Lacorne décrit ces différents moments de l'histoire américaine. La guerre des bibles, pour résumer, se déroula entre les protestants de toutes obédiences et les catholiques. Les traductions du texte Saint étant différentes entre les deux religions, la lecture d'extraits de la Bible à l'école au XIXe siècle fut l'occasion pour les différentes obédiences chrétiennes de s'entredéchirer. Les esprits protestants militants pensaient que l'Amérique perdrait son essence démocratique et particulière en laissant croître les catholiques ; ceux-ci voulaient défendre leur confession en évitant que les enfants ne soient mis en contact avec une version différente du christianisme. Cet épisode ne fut qu'une des nombreuses étapes de deux mouvements connexes : la lutte pour une libéralisation de la sphère religieuse par la disjonction entre l'identité proprement protestante et l'identité américaine, menées d'abord par les évangélistes, les sectes protestantes puis par les catholiques et maintenant par d'autres religions (Sikhs, hindous, musulmans) ; la lutte pour la préservation de l'identité américaine conçue comme spécifiquement puritaine, puis étendue à toutes les obédiences protestantes (les WASPS, les baptistes, la majorité morale de Jerry Falwell). La problématique de l'identification entre protestantisme et américanité traverse l'ensemble de l'histoire religieuse, et même politique, aux Etats-Unis.

Les réveils évangéliques, de Joseph Smith (mormons) à Jonathan Edwards ou Whitefield, sont une autre particularité de l'histoire religieuse du pays. Aux XVIIIe et XIXe siècles, deux réveils évangéliques parcoururent le continent. Portés par des leaders charismatiques, ils permettaient à des adultes de trouver une voie assez mystique de repentir et d'expression religieuse. La question, esquivée en général dans les histoires des Etats-Unis écrites par des français, est malheureusement un peu faiblement traitée. Lacorne en reste à leur description par les voyageurs français de l'époque et ne s'attaque pas au fond des raisons et des mécanismes socio-historiques qui ont permis l'émergence de tels mouvements. Ceux-ci ont en outre trouvés des continuations ces dernières années avec les télévangélistes (Billy Graham, Jerry Falwell), qui constituent, avec les born again les facettes les plus mystérieuses de la religiosité américaine.

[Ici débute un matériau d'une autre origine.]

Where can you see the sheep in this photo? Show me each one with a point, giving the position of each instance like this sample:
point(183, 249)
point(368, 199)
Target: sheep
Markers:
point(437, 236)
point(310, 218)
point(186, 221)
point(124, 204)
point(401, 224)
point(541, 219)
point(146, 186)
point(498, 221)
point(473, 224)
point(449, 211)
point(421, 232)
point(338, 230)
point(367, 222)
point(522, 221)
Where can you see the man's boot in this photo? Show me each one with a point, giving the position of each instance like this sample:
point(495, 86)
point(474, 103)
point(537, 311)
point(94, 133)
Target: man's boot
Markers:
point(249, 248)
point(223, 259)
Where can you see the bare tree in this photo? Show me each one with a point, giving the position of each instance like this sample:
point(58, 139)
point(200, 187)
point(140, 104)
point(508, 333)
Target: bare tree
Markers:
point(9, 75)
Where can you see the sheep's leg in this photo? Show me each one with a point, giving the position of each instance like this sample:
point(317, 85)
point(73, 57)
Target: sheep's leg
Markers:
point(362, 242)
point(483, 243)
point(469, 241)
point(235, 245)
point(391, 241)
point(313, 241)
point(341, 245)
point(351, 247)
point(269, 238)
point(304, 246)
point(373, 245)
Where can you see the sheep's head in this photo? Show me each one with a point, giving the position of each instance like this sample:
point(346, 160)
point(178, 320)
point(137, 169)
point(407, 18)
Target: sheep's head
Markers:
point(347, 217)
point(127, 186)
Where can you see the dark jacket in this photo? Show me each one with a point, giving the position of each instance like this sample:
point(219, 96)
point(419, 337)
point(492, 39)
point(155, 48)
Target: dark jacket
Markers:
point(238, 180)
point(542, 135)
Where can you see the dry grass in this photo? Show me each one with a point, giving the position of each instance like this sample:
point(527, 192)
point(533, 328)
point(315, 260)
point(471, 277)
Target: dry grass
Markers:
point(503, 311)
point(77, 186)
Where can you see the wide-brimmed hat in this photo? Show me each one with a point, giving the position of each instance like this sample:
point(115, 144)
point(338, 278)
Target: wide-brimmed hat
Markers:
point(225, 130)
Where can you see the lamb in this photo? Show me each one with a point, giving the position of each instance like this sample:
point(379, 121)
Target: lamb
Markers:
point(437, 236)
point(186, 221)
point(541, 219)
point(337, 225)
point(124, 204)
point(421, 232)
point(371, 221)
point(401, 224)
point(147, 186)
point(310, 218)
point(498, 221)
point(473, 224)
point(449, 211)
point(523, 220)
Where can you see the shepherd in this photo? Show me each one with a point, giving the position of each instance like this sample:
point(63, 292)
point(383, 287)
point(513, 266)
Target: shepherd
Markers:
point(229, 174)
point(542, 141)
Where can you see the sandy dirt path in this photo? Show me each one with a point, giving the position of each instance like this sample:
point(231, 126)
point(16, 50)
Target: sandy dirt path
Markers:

Je voudrais néanmoins saluer l'avant-dernier chapitre du livre, qui reprend de manière admirable le phénomène le plus saillant de la vie politique américaine depuis 1960 : le triomphe des républicains dans le sud, dont j'ai déjà parlé dans ma recension de la bio de Johnson. Car il faut savoir qu'à l'époque de FD.Roosevelt, le candidat démocrate pouvait faire 95% des voix dans un Etat du Sud. Aujourd'hui ces Etats sont presque ingagnables par les mêmes démocrates. La raison, déjà exposée ici, est que les lois contre la ségrégation raciale ont diminué l'impact des démocrates dans le deep south. Et que les républicains, aiguillés par la belle réussite dans cette zone du candidat Goldwater en 64, ont oeuvré pour prendre le sud aux démocrates. La politisation des évangélistes, très influents dans cette région, a fait partie de cette stratégie. En défendant la liberté scolaire au sud (le choix pour les gens d'aller dans des écoles privées confessionnelles financées par l'argent public, mais fermées aux noirs...), les élus républicains se sont agrégés les défenseurs de l'évangélisme sudiste. Les républicains ont peu à peu acquis une grande assise religieuse et ont de ce fait dominé la Présidence et le Congrès, sauf à de rares occasions, depuis les années 70...
Seulement, maintenant, la majorité morale et la droite chrétienne ont isolé les républicains dans une stratégie intenable à terme, car trop radicalement identifiée aux vues de celles-ci. S'ils l'abandonnent, ils perdent une base sûre de leur électorat... s'ils la gardent, ils perdent le centre. Les prochaines élections seront à cet égard décisives.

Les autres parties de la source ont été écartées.